Ler é ler o movimento. Dito de outro modo: o que se lê é o movimento. É claro, é óbvio, é algo que se pode dizer autoevidente. Mas eu nunca tinha pensado “isso” com essas palavras.
Sempre me impressionou que, no imenso séquito que acompanhava Alexandre em sua marcha “sempre em frente” (“Tout droit, monsieur! Tout droit!”) para conquistar o mundo, seguiam leitores de tudo: de nuvens, de pedras, de sonhos, de águas, de vísceras, e talvez de toda sorte objetos criados como ferramentas ou instrumentos de leitura do que “esta aí”, o mundo, recoberto de camadas e camadas de mais significado.
Ler o livro de Plutarco foi uma das epifanias que mudaram a minha vida. Outra, anterior a Plutarco, foi ter “lido” a noite com o auxílio de um mapa estelar, ter olhado para cima e visto aquilo tudo subitamente ordenado em constelações lindamente desenhadas pelo olhar de gerações incontáveis fazendo o mesmo gesto de curvar a cabeça para cima e olhar a noite – os trabalhadores noturnos.
Eu podia ver, literalmente, o Caos e o Cosmos, sobrepostos.
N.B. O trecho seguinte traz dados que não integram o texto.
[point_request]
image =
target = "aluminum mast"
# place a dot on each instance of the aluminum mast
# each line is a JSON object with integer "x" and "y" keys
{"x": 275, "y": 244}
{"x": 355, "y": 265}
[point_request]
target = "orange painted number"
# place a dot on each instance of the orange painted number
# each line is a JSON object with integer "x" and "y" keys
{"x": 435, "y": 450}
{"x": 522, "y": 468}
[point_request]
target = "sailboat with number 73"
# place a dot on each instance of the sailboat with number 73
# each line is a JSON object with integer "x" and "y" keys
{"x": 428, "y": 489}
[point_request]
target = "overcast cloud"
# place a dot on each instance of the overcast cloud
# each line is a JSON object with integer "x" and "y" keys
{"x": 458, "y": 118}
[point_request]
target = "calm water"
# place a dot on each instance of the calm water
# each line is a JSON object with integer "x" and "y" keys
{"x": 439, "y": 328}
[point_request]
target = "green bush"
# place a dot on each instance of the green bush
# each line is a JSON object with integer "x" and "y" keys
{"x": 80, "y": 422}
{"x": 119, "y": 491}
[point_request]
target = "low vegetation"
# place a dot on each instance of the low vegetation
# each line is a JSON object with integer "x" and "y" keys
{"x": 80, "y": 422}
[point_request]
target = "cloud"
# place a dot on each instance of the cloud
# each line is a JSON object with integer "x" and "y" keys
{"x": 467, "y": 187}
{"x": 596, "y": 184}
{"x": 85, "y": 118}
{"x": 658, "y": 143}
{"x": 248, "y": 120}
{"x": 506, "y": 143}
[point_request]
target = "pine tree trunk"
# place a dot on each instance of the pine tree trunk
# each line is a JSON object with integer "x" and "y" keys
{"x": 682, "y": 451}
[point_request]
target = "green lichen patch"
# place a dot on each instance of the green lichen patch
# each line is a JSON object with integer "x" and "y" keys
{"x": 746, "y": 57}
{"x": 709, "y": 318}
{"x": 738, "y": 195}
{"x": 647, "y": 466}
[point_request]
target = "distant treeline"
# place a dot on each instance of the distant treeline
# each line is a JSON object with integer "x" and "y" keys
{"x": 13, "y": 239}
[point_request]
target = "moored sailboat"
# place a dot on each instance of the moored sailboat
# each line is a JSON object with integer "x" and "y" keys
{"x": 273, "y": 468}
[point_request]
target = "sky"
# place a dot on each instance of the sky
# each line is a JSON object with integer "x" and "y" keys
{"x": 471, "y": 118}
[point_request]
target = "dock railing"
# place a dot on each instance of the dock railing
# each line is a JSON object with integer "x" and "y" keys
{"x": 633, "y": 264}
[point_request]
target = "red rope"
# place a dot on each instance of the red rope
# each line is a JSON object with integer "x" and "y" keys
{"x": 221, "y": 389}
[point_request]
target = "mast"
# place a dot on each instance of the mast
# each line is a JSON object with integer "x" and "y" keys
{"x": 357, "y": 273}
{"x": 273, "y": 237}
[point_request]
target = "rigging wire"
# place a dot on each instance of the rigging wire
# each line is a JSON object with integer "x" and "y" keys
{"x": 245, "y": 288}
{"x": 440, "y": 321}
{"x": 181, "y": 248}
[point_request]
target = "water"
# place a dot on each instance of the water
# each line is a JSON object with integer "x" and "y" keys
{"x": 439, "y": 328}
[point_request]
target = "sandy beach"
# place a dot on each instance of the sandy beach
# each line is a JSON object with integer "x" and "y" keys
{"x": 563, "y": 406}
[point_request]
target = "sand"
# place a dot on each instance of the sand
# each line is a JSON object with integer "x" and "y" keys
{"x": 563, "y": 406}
Sem deixar de ser um só, o Céu era dois, era os Céus. Há nisso, nessa natural constatação toda uma metafísica que pode perturbar uma alma por toda a vida.
” ter “lido” a noite…Há nisso, nessa natural constatação toda uma metafísica que pode perturbar uma alma por toda a vida.”
Há, com certeza.
bjs
Não consigo entender as camadas de verdade. Meu pensamento ‘desfia”. Preciso de mais fôlego. Vou tentar. Obrigada.
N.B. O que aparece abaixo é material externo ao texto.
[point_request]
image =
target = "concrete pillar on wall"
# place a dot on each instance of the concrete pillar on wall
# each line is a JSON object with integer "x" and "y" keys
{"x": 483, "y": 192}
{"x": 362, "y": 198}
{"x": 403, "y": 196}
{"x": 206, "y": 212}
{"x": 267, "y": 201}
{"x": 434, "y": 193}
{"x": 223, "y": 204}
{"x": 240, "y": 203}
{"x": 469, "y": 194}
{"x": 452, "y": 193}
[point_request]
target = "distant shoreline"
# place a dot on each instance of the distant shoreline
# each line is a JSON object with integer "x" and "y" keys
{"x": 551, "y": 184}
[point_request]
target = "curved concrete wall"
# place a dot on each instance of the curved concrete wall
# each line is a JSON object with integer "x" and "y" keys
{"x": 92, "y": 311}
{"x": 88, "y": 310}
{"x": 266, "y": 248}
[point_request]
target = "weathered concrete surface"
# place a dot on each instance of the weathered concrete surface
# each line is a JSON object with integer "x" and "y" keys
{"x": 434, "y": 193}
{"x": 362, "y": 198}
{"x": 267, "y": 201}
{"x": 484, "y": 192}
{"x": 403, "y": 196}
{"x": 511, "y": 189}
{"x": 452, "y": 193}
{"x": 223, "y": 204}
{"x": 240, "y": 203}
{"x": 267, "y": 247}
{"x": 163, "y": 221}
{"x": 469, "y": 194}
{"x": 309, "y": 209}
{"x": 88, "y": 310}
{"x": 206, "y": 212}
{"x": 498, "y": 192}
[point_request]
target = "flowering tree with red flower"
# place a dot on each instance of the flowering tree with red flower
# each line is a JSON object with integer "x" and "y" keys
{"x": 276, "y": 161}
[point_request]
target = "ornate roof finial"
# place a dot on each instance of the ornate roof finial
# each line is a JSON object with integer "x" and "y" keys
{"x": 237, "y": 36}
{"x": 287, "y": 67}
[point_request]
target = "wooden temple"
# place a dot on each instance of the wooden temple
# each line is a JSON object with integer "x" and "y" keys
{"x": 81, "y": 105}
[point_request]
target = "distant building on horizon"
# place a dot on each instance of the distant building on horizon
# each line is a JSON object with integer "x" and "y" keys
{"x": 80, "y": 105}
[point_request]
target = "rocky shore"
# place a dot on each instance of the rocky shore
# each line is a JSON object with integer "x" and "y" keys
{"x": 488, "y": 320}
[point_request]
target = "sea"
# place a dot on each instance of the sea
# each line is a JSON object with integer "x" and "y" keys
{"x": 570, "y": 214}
Há nesses seus sobrepostos um antiidealismo – não há UMA verdade oculta sob UMA aparência. O que há são camadas de verdade, mais e mais verdade…
Eu entendi, é mais concreto. E todo mundo lê.
Ler é a ligação entre o momento 1 e momento 2 de que falo abaixo. É como se ler fosse uma linha unindo pontos… (Achei essa imagem boa).
Quis dizer algo mais concreto e fundamental, mais óbvio e nada abstrato.Digamos assim: é a diferença entre o instante 1 e o instante 2 que faz o conteúdo da leitura. A diferença é produzido pelo movimento – físico ou temporal. E isso alcança toda a natureza, pq todos lêem o movimento – para se mover!
É uma idéia bem simples mesmo e se transplantada para a nosso experiencia humana de leitura – seus olhos aqui, me lendo – talvez ela seja mais perceptível na escrita à mão, as letras se encadeandoem palavras e frases…
Há ler e *Ler.
*Ler, esse q vc trata, é sim! ler o movimento. Quem lê assim dispara alguma coisa dentro de si e sai andando num cosmos de dentro.
Só lê desse modo quem se move internamente. E só, quando se move.
E essa capacidade vibra – e vinga- , é na infância, esse dom que muitos dissipam. Nem todos, aí, você.